A More-Interesting-Than-Usual Panel on the Iran Deal

Ariane Tabatabai, in screenshot from the C-Span broadcast of Friday’s panel in Washington

It’s Saturday night of Labor Day weekend. If you’re anything like me, rather than having some barbecue and a beer, or watching baseball, or watching tennis, or watching football (etc), or reading a book, you’re probably wondering: “How could I learn a little bit more about the JCPOA with Iran, aka ‘the deal’?”

You’ve come to the right place. Yesterday (Friday) at the National Press Club in Washington, the Center on Global Interests sponsored an unusually interesting panel discussion on what the ramifications will be, now that the JCPOA is virtually certain to take effect.
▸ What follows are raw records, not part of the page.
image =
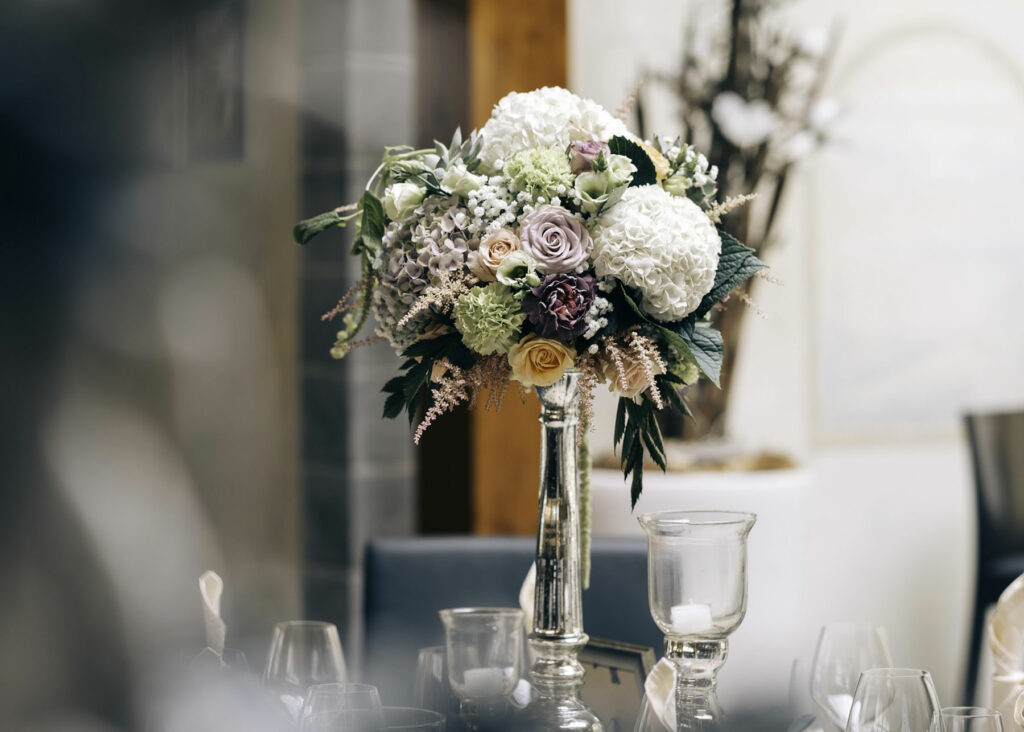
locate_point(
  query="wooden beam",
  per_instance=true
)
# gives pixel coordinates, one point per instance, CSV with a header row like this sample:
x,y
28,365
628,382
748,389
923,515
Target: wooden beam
x,y
513,46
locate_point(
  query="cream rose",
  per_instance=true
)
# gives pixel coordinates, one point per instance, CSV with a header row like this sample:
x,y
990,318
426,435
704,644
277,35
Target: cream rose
x,y
540,361
485,260
632,380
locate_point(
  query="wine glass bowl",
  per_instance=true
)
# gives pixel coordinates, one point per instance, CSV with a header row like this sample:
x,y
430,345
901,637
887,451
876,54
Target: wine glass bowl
x,y
844,651
888,699
971,719
303,653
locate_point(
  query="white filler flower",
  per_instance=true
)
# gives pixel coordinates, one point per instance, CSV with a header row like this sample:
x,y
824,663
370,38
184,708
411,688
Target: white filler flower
x,y
551,117
663,245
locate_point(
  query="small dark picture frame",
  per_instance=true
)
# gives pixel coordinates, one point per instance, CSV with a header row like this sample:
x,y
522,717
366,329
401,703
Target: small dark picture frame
x,y
613,682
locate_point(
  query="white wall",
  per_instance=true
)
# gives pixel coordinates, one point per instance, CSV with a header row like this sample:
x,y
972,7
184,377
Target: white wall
x,y
900,259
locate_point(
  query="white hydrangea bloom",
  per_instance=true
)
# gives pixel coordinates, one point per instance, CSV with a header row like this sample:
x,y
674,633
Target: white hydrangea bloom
x,y
662,245
550,117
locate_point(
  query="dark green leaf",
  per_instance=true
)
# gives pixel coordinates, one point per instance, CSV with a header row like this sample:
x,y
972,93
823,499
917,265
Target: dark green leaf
x,y
706,345
371,226
307,228
620,422
637,485
736,264
645,175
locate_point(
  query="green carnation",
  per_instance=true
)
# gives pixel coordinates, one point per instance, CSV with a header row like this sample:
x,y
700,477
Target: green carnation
x,y
540,172
488,318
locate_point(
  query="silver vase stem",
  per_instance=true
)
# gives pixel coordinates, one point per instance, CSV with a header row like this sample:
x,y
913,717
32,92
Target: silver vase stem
x,y
558,635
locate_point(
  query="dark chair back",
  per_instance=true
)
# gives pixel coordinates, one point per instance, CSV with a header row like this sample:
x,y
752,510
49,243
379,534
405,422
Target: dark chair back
x,y
997,451
408,580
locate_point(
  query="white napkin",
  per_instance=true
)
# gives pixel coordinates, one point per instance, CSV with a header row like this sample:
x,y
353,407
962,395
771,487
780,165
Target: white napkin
x,y
659,687
1006,641
211,587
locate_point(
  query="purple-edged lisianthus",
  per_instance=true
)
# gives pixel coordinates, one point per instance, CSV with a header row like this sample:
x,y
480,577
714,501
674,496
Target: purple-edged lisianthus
x,y
558,306
584,153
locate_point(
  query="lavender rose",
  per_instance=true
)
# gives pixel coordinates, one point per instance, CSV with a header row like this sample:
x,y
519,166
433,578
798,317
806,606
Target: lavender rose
x,y
558,306
584,153
555,239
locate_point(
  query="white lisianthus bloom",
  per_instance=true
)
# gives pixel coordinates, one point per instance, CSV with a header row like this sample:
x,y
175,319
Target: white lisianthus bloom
x,y
551,117
459,180
662,245
400,199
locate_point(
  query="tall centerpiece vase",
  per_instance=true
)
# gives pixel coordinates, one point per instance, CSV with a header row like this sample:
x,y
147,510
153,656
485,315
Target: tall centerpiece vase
x,y
557,636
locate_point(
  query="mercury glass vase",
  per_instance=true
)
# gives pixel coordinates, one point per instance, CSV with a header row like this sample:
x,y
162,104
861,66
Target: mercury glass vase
x,y
696,578
557,636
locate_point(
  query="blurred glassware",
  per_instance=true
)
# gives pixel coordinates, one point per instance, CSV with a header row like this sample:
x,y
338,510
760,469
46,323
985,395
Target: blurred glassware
x,y
845,650
894,700
410,719
430,687
971,719
483,650
696,579
344,721
303,653
340,697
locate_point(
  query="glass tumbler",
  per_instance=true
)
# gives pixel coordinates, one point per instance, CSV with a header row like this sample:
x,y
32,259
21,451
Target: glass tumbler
x,y
483,649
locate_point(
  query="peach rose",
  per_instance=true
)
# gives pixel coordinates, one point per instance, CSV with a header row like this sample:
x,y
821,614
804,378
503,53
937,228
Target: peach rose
x,y
485,260
540,361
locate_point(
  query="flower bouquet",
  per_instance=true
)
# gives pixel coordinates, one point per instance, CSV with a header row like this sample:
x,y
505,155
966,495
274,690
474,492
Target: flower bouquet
x,y
550,240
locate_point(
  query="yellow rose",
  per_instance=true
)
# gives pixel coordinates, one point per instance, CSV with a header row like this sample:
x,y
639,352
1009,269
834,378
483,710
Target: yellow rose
x,y
485,260
662,166
540,361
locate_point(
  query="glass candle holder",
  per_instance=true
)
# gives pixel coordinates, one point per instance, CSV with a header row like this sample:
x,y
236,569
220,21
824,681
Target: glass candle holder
x,y
483,649
696,578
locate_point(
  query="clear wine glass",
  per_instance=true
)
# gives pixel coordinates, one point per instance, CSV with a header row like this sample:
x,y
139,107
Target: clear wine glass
x,y
696,578
303,653
483,649
894,700
971,719
341,697
845,650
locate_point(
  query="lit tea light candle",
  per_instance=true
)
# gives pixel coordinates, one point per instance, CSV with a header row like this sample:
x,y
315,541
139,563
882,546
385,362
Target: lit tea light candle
x,y
483,682
691,619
I can attest that the discussion was interesting, since I got to see it close-up as moderator. What gave it value was the lineup of people, who disagreed on a number of important issues but all advanced the discussion beyond what we’re used to. In specific:

Former ambassador and arms-control negotiator, and one-time NYT reporter, Richard Burt set things up with a framework of how this was similar to, and different from, other arms agreements, and what it was likely to mean in the region; former ambassador-to-everywhere Thomas Pickering made the case for the deal’s positive effects; energy expert Ariel Cohen made the opposite case; Larry Cohler-Esses of The Forward described what he had seen on his recent trip to Iran, as the first reporter from a Jewish publication to be there since the revolution; Ariane Tabatabai of Georgetown University and the Bulletin of Atomic Scientists talked about regional and non-proliferation effects; Michael Singh, who had dealt with this issue in the GW Bush administration, offered cautions about the hard work beginning now that the deal was agreed to; and Kelsey Davenport of the Arms Control Association  made the case for the agreement as an unusually effective anti-proliferation measure.
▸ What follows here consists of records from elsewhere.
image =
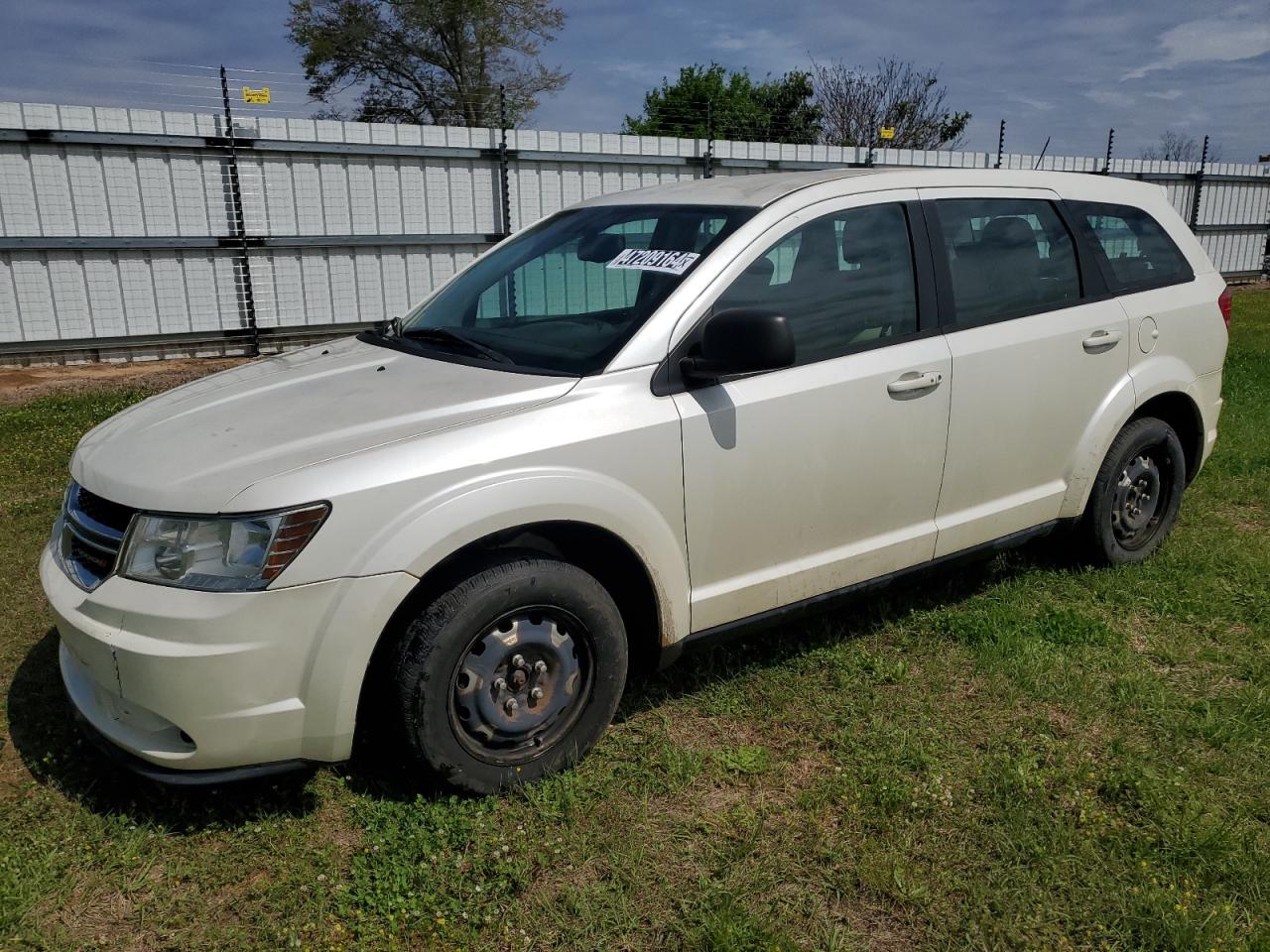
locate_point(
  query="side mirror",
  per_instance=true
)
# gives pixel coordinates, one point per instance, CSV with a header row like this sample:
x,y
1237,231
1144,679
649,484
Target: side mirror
x,y
601,248
739,341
Here’s what I found valuable about the discussion: almost everything everyone said was about what happens starting now, what happens next, as opposed to the normal backward-looking “Oh our negotiators were weak” “No they were strong” tone of recent political/cable TV discussion.

C-Span covered the event yesterday, and it has an online version (non-embeddable) here. Highly recommended if you’re interested in the geostrategic pieces that have been placed into motion by this agreement. It includes a number of factlets that will make you sound smart(er)!